Chemical reactions are processes where reactants transform into products, often by breaking and forming bonds. Each reaction is subject to the law of conservation of mass, which states that matter is neither created nor destroyed in a chemical reaction. This principle is foundational to understanding how to balance chemical equations.

For example, in the reaction between carbon dioxide (CO₂) and hydroxide ions (OH⁻), the products are water (H₂O) and carbonate ions (CO₃²⁻). Reactants are on the left, products on the right, and the arrow signifies the direction of transformation. The purpose of balancing is to ensure that the number of atoms for each element is the same on both sides, aligning with the law of conservation of mass.

Stoichiometry comes from the Greek words for 'element' and 'measure' and is a quantitative relationship between the reactants and products in a chemical reaction. It is built upon the idea that relationships in chemistry are governed by ratios. These ratios are determined by stoichiometric coefficients, the numbers placed in front of compounds in a chemical equation.

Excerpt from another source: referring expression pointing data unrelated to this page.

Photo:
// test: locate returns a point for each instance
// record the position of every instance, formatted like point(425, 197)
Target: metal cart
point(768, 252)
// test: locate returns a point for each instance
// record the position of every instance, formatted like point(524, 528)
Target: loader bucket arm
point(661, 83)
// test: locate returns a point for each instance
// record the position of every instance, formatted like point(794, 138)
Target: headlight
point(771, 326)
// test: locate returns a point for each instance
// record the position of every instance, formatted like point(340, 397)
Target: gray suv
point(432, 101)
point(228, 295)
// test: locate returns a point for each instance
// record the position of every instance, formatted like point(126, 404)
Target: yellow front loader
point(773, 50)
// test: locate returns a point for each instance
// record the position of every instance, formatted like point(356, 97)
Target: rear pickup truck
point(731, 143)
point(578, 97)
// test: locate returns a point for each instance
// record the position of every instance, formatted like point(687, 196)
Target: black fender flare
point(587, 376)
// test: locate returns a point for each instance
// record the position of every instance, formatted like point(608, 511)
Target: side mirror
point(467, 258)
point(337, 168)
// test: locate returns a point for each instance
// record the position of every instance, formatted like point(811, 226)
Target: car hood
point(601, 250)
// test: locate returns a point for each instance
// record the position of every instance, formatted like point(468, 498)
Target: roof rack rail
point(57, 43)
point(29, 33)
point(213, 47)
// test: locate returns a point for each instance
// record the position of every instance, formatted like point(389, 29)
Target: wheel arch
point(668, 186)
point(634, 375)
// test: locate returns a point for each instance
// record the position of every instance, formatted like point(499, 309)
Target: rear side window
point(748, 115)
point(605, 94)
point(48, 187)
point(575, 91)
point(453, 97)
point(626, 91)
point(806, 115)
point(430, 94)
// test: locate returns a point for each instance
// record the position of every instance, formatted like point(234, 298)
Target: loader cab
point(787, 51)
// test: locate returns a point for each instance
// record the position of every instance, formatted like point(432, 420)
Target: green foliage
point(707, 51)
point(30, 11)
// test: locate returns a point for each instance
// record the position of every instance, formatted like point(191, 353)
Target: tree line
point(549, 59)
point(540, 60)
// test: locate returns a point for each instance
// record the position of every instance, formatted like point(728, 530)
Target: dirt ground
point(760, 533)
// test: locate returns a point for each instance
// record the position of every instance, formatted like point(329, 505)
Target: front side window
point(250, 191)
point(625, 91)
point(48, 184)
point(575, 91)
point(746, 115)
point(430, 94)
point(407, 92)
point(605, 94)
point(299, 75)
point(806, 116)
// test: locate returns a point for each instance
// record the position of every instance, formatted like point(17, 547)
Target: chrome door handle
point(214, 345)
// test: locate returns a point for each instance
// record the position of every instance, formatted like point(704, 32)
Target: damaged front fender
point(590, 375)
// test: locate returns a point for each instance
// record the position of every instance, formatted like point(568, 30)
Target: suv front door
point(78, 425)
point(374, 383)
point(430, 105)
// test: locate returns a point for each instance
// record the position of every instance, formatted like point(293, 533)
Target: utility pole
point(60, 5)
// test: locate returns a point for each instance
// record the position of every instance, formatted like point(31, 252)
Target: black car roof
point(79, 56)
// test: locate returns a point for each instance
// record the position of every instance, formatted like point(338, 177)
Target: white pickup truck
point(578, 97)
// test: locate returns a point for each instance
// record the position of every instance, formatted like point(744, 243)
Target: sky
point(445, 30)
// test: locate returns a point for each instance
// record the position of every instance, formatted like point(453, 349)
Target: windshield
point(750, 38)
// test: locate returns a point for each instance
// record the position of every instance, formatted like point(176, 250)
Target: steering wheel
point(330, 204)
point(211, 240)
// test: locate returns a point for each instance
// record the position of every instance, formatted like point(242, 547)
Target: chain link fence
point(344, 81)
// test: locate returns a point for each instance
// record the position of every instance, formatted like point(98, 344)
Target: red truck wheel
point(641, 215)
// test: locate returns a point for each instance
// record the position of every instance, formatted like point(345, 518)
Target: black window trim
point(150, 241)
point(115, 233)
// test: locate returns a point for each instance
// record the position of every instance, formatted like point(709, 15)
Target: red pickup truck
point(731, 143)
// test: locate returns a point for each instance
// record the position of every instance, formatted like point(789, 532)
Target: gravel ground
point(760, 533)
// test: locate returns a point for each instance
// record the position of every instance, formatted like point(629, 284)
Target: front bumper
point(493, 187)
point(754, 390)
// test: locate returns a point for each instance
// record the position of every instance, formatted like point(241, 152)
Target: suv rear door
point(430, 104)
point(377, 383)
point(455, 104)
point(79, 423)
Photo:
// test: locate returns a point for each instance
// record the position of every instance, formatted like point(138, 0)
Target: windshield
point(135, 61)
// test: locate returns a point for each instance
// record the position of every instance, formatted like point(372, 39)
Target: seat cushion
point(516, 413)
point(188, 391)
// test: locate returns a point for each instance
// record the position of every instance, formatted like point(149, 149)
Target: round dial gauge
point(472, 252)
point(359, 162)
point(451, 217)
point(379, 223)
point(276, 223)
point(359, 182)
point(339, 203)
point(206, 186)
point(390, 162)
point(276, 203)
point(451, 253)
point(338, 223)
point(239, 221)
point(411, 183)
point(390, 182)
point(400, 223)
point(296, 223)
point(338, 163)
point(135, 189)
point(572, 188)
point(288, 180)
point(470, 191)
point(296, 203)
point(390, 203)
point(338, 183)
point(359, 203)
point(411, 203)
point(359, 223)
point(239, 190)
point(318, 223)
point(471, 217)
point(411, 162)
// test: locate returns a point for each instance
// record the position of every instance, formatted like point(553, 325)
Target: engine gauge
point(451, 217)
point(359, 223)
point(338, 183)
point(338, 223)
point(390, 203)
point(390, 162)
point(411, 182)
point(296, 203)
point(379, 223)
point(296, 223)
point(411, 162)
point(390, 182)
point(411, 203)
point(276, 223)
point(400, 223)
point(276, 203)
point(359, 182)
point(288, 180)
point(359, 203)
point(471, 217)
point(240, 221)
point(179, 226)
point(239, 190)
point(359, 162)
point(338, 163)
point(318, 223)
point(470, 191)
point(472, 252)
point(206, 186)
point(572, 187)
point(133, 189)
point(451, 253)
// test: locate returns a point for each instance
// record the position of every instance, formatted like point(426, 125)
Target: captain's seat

The balanced chemical equation for the reaction of sodium bicarbonate (NaHCO₃) with hydrogen ions (H⁺) demonstrates stoichiometry. The equation NaHCO₃(s) + H⁺(aq) ⟶ Na⁺(aq) + H₂O(l) + CO₂(g) shows a 1:1 ratio between sodium bicarbonate and hydrogen ions, ensuring mass conservation and providing a basis for calculations involving the quantities of reactants and products.

To balance a chemical equation, certain strategies can guide you through the sometimes complex process. Common steps include first balancing elements that appear in only one reactant and one product, balancing more complex molecules before simpler ones, and leaving hydrogen and oxygen to be balanced last due to their frequent occurrence.

In the given example of balancing calcium oxide (CaO) reacting with carbon (C) to produce calcium carbide (CaC₂) and carbon monoxide (CO), the strategy was identifying and balancing compounds based on their occurrence in the equation. Once CaC₂ and CO were determined as products, it made clear what reactants must be present in equal numbers to obey the conservation of mass. It's helpful to approach balancing with a systematic method, adjusting coefficients incrementally until equilibrium is achieved.